U.S. seeks Internet data flow safeguards in Asia-Pacific trade pact
WASHINGTON (Reuters) - The United States is asking countries for strong rules to protect the free flow of data, ranging from video clips to back-room office operations, in talks on a Asia-Pacific free trade agreement, a U.S. official said on Friday.
The U.S. proposal is "very aggressive in terms of asking for binding rules that allow data to move" across borders over the Internet, Jonathan McHale, deputy assistant U.S. trade representative for telecommunications and electronic commerce policy, said during a panel discussion.
The scheme also provides leeway for governments to address privacy, security and consumer protection concerns, McHale said.
The United States and 10 other countries - Australia, New Zealand, Chile, Peru, Mexico, Canada, Singapore, Malaysia, Vietnam and Brunei - are tackling the Internet issues in negotiations on a proposed regional free trade agreement known as the Trans-Pacific Partnership pact. A final deal in those talks is not expected until mid- to late-2013.
U.S. companies such as Microsoft Corp, Citibank, IBM, and General Electricp Corp have pushed for trade rules that protect the free flow of information over the Internet.
They complain that even when Internet curbs are intended to address legitimate concerns, business can suffer if the rules are unclear, arbitrary, unevenly applied or more restrictive then they need to be to achieve their objective.

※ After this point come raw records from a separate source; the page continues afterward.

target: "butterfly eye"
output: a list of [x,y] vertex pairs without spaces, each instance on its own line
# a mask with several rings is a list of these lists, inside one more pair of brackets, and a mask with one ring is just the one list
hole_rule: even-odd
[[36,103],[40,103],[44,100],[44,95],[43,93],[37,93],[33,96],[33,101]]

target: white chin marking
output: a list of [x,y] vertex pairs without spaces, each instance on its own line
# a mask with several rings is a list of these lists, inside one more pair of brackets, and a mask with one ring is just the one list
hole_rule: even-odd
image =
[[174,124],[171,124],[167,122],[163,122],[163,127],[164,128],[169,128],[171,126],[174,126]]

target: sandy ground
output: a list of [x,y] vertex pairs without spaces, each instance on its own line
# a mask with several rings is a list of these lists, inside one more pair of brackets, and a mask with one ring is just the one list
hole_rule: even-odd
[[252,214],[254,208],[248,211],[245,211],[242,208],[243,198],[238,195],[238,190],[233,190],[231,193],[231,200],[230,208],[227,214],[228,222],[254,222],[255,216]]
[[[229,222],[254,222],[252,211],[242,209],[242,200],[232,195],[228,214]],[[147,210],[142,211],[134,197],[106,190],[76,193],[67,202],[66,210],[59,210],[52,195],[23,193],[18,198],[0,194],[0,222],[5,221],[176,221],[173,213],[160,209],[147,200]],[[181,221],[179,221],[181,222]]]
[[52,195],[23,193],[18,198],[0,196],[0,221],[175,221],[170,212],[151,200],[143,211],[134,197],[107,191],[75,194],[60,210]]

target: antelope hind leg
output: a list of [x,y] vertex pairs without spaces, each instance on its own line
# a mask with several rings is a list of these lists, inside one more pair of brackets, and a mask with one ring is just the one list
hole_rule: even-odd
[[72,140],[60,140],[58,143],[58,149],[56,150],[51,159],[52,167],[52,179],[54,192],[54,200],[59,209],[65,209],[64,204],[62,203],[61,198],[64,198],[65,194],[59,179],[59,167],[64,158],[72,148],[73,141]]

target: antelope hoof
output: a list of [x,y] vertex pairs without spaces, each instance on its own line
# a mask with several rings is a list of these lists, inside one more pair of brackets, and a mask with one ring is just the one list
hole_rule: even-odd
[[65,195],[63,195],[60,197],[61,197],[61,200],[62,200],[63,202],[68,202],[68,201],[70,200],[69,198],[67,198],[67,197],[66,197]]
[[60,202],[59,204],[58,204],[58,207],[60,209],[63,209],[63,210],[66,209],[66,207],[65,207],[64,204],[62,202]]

Google Inc and big telecommunication companies such as Verizon Communications Inc have also expressed concern about the increasing number of governments that require companies to locate data centers within their countries as a condition of being allowed to provide services.
These companies want to be able to store data remotely, such as in the cloud, and still service these markets.
Countries in the TPP talks have relatively few restrictions, but the United States wants to establish "a presumption that data should flow" before new barriers emerge, McHale said.
It's a difficult area of negotiations because many countries are still struggling with their own domestic regulations in the area, but "I'm confident that we'll be able to come up with a meaningful provision" on data flows in the final pact, he said.